# Contributing to drft
## Development setup
```bash
git clone https://github.com/johnmdonahue/drft-cli.git
cd drft-cli
cargo build
cargo test
cargo run -- check -C examples/simple
```
## Code style
- Run `cargo fmt` before committing
- Run `dprint fmt` before committing (formats markdown and TOML; CI runs `dprint check`)
- Run `cargo clippy -- -D warnings` (must pass cleanly)
- Write diagnostics to stdout, errors to stderr
- Exit codes: 0 clean, 1 violations, 2 usage error
## Testing
Unit tests are inline (`#[cfg(test)]` modules).

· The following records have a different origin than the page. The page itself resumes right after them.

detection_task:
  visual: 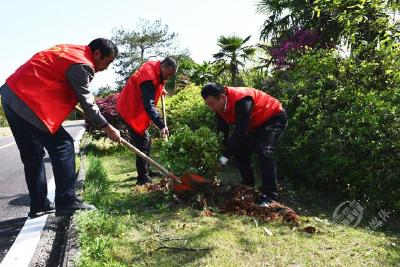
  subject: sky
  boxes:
[0,0,266,90]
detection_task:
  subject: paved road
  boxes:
[0,121,83,262]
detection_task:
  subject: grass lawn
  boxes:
[76,139,400,266]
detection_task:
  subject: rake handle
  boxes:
[161,94,168,141]
[121,137,181,183]
[75,106,182,183]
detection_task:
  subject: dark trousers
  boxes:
[128,126,151,179]
[3,99,76,210]
[234,111,287,200]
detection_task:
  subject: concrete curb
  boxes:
[59,152,86,267]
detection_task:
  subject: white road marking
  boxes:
[74,127,86,154]
[0,142,15,149]
[0,122,85,267]
[0,178,55,267]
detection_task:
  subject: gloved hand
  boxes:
[103,124,121,143]
[160,126,169,138]
[215,156,229,171]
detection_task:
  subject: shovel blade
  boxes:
[181,172,212,192]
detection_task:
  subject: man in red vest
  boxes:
[201,83,287,207]
[117,57,177,185]
[0,38,120,217]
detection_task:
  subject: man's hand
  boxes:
[215,156,229,171]
[160,126,169,138]
[103,124,121,143]
[215,161,225,172]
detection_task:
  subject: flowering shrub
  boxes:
[269,28,320,68]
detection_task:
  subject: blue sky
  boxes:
[0,0,265,89]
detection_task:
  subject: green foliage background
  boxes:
[269,48,400,213]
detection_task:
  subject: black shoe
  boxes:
[240,178,255,187]
[149,171,162,177]
[56,199,97,216]
[28,202,55,218]
[136,177,153,185]
[240,181,255,187]
[256,195,276,208]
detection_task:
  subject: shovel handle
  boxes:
[75,106,182,183]
[121,137,177,180]
[161,94,168,141]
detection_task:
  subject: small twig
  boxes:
[154,240,211,251]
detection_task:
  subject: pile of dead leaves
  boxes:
[136,178,300,225]
[219,186,300,224]
[144,178,168,192]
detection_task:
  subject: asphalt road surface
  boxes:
[0,121,84,263]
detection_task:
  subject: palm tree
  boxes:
[213,35,256,86]
[257,0,341,47]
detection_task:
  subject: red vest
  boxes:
[218,87,283,131]
[117,61,164,134]
[6,45,94,134]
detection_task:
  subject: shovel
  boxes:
[161,94,168,141]
[75,106,211,198]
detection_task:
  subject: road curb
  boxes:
[59,148,86,267]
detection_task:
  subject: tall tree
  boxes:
[112,19,178,88]
[213,35,256,86]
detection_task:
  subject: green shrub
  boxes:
[269,47,400,210]
[165,85,215,134]
[160,126,221,177]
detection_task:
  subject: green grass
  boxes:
[77,139,400,266]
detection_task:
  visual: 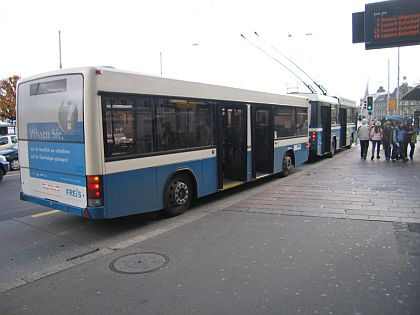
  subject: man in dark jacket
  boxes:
[382,121,392,161]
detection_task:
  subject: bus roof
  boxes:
[18,67,308,106]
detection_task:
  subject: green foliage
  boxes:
[0,75,20,120]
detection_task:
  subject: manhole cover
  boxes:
[110,253,168,274]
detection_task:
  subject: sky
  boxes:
[0,0,420,102]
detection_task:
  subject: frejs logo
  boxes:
[66,188,83,199]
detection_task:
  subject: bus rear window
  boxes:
[29,79,67,96]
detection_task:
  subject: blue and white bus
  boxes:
[17,67,309,219]
[300,94,357,157]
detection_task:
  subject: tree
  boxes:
[0,75,20,120]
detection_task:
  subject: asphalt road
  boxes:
[0,147,420,314]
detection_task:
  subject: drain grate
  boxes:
[109,252,169,274]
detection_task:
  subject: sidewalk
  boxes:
[228,145,420,223]
[0,147,420,315]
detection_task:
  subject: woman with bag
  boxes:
[370,120,383,161]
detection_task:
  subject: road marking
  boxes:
[4,173,20,177]
[31,210,60,218]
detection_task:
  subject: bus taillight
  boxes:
[86,175,104,207]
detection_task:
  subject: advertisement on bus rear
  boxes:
[18,75,87,207]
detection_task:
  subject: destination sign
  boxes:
[365,0,420,49]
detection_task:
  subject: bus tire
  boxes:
[280,153,293,177]
[163,173,194,217]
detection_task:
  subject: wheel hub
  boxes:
[174,182,189,205]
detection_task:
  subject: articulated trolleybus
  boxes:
[301,94,357,158]
[17,68,309,219]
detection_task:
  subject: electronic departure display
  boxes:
[365,0,420,49]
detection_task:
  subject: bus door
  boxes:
[338,108,347,147]
[251,105,274,178]
[321,106,331,154]
[217,104,247,189]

Integration tests are in `tests/` and run the binary as a subprocess against temp directories.
```bash
cargo test # all tests
cargo test scenario_5 # specific test
```
## Examples
See the [examples](examples/README.md) for sample projects used in manual testing.
## Codebase structure
### Pipeline
```
Parsers → raw link strings + metadata
Graph builder → normalized edges, classified nodes, filesystem properties
Enrichment → structural analyses (degree, SCC, bridges, pagerank, etc.)
Rules → diagnostics
```
Each layer's output feeds the next. Custom parsers and rules receive the same data as built-in implementations.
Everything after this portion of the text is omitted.